# more pikkies of new babies!



## DeBree420 (Nov 14, 2007)

just a couple more random photos....








Tak and Comet..









Comet









the new baby in the shower...


----------



## Laura (Jul 30, 2007)

there very cute  I love the first pic its looks great


----------



## DeBree420 (Nov 14, 2007)

mmmm they love their French millet!

more piks...








another pik of Comet










a pik of the new pearl pied cinn baby lookin cute...
and one of him/her lookin evil!








and in the bird room...


----------



## Rosie (Aug 27, 2007)

WOW, so many gorgeous Cinnamon's...it's too much for me!


----------



## xxxSpikexxx (Jul 30, 2007)

Wow lots of cute photos  Looks like a nice bird room


----------



## Aly (Jul 30, 2007)

They look beautiful. You've put them with the rest already?


----------



## **TielHeart** (Jan 3, 2008)

They all look so adorable!
By the way your bird room looks really nice!


----------



## Bea (Jul 26, 2007)

They're such a pretty trio!!


----------



## DeBree420 (Nov 14, 2007)

Babyluv12 said:


> They look beautiful. You've put them with the rest already?

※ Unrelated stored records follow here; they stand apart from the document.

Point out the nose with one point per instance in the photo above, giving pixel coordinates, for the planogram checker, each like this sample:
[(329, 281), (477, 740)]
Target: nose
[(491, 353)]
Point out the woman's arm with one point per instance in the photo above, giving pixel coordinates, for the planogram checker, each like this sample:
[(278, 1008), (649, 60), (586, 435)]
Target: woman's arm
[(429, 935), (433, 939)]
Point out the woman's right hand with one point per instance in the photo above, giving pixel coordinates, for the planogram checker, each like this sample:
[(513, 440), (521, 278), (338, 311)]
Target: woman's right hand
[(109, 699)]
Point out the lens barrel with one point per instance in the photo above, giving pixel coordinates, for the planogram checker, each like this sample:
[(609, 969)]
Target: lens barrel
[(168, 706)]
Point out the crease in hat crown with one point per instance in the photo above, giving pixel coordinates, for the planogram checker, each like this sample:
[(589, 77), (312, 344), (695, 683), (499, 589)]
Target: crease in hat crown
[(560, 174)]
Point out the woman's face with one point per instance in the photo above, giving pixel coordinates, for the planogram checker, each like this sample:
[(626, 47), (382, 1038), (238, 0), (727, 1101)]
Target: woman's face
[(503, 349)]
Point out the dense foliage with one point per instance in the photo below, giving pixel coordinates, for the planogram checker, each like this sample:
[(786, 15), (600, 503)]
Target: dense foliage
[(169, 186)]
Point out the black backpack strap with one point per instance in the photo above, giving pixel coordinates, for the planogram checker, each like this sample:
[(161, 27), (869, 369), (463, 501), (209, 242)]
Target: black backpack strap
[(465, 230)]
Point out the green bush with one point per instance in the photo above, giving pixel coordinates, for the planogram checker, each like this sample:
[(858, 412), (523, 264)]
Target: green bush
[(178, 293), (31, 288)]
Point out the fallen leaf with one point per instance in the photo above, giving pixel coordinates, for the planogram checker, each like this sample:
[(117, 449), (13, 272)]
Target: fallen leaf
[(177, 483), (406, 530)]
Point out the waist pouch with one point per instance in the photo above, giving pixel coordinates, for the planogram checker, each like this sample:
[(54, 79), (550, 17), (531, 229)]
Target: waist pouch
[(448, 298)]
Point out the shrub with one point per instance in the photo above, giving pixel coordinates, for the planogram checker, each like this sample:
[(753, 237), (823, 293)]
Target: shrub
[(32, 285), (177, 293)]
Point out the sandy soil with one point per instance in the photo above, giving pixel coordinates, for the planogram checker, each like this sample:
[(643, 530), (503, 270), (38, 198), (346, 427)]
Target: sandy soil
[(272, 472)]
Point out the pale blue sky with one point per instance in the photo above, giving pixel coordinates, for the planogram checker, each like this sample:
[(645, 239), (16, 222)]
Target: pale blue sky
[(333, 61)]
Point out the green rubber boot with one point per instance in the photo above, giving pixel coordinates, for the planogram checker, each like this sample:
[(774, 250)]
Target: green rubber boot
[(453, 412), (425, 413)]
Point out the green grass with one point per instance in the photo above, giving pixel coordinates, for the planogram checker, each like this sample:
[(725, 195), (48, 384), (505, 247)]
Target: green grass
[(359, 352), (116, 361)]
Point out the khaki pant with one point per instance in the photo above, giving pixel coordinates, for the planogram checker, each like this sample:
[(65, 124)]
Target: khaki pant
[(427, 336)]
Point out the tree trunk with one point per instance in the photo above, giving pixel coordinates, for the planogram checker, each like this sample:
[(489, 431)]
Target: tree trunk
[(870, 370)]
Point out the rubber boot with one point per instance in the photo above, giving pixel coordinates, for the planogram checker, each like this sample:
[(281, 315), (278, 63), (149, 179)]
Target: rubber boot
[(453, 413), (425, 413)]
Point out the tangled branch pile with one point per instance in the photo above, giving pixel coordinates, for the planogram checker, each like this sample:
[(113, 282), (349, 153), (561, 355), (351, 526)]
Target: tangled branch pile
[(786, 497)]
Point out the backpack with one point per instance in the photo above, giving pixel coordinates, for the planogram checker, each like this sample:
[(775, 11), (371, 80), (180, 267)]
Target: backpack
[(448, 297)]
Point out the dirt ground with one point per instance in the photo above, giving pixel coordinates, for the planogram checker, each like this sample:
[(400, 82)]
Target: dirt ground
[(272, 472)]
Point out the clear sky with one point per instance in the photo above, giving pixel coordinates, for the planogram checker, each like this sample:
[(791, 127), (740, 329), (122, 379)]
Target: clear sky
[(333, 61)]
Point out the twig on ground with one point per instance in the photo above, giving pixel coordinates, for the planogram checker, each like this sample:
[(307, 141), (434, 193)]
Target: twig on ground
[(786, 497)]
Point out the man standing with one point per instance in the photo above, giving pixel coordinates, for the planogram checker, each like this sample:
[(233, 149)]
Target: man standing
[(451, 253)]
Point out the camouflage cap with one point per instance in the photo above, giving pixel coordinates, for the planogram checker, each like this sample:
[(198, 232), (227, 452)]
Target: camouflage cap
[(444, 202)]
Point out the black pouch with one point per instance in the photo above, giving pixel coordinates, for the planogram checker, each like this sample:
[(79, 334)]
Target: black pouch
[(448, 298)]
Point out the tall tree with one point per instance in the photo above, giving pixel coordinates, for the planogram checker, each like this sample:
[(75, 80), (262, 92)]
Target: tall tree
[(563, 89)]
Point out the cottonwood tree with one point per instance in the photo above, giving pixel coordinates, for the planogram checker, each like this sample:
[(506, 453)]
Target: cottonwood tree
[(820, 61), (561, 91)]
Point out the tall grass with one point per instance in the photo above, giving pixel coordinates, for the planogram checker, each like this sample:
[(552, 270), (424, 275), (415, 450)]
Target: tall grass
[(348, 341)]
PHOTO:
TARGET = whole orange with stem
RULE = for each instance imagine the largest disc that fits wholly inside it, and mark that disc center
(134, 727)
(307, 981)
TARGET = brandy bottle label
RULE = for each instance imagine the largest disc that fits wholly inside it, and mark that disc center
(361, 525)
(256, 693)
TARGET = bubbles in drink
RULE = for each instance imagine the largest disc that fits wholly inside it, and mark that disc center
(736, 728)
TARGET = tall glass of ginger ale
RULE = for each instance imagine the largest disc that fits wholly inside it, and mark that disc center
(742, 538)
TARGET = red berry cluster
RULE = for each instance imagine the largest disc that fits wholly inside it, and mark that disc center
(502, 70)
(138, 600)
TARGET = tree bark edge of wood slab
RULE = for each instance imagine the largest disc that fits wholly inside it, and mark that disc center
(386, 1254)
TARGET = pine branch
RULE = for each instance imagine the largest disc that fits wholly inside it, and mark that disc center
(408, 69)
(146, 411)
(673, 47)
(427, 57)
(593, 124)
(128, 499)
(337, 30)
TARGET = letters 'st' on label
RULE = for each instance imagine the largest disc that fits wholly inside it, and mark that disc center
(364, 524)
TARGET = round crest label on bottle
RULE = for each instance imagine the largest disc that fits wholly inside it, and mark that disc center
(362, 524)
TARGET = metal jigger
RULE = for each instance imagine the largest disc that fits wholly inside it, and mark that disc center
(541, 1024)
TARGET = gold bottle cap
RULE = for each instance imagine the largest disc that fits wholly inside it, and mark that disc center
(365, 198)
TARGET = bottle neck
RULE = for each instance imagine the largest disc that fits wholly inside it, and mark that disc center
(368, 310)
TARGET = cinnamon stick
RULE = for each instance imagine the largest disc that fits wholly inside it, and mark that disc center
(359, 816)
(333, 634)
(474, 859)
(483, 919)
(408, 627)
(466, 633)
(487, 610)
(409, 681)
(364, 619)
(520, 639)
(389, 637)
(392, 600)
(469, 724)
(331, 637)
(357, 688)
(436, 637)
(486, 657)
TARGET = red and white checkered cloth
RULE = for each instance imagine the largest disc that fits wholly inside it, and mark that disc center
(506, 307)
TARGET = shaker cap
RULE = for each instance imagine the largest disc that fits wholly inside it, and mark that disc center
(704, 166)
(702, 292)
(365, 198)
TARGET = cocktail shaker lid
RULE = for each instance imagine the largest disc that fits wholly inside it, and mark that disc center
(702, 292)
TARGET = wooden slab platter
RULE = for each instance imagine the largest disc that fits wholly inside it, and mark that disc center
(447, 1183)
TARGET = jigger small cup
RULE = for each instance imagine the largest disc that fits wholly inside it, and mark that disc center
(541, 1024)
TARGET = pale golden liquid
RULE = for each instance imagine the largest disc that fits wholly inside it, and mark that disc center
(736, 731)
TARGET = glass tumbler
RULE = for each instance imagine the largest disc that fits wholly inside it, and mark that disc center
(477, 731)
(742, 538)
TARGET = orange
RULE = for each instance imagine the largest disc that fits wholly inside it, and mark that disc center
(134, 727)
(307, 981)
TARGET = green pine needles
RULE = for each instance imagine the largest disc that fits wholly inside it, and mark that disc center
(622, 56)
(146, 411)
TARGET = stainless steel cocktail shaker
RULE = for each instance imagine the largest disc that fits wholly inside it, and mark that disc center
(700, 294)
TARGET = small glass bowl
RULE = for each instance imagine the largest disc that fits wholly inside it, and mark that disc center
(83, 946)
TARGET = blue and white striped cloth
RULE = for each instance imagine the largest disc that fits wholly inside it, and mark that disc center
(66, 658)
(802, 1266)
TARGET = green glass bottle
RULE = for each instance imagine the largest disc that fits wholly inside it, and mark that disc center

Tak and Commet now live in the birdroom with Cinn and the budgies... vet gave them a clean bill of health!... but the new baby still lives in quarantine in my room.... s/he still has a bit of a cold (which myself and my vet both think it is simply a vitamin a deficiency by the way s/he has recovered after only 3 days on vitamins!,and in light of the strong evidence of the stupid pet shop giving them an all seed diet)
i have yet to buy some apple cider vinegar i thought i had some... turns out i used it... but it is on the shopping list!


----------



## kyliesmom07 (Dec 11, 2007)

I love the first picture on the first post it looks so professional and your birds are sooo adorable! I am super jealous!


----------



## DeBree420 (Nov 14, 2007)

i gave all 3 new babies a full clip today, for training...
now they have had time to settle in to the new household and basic rules, its time for them to learn the more advanced rules, and basic tricks!

yeah they are loving the birdroom!
much of an upgrade to the quarantine cage in my room!
and here is another pik of the new baby... being an angel!


----------



## Laura (Jul 30, 2007)

such a pretty baby


----------